4. Be Appropriately Transparent
Transparency requires honest and open communication, even when it is uncomfortable or makes one feel vulnerable. Appropriate transparency refers to the appropriate amount at the appropriate time for the appropriate reason.
5. Lead with Emotional Courage
Emotional courage is doing what is the right thing to do despite the fear one might have about doing it. It takes emotional courage to look inward and see the truth about oneself. Effective leaders exercise emotional courage to appropriately challenge the status quo.

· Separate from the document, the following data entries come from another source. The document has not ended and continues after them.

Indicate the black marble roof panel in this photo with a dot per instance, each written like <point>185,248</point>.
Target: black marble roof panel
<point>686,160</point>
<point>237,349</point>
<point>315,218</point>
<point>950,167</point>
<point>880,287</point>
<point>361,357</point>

6. Embrace Paradox and Ambiguity
Accept and embrace complexity and uncertainty. Leadership is inherently paradoxical. While many of us have achieved career success by accomplishments that had clear objective criteria, leadership deals with issues that are often far more nuanced. Organizational leaders routinely find themselves facing challenges that have no clear, well-defined solution, and they are often making decisions with incomplete information. This requires leaders to develop both the familiarity and mindset to comfortably function in situations which are complex and paradoxical. Embracing the embodiment of paradox within ourselves, modeling these behaviors to our organizations helps create cultural and social dynamics that support resilience and adaptability.
As stated earlier, emotional intelligence is rooted in self-knowledge. The six steps shared above only work when you’ve taken the time to be deeply introspective. Be brutally honest with yourself about what’s holding you back from being the leader that you – and those around you – want you to be. With that foundation and level-setting, you can begin to incorporate emotional intelligence into your leadership style. Reflect, set a goal, share it with your colleagues, and practice it. That is the only way to become truly emotionally intelligent – the single most distinguishing quality of exceptional leadership.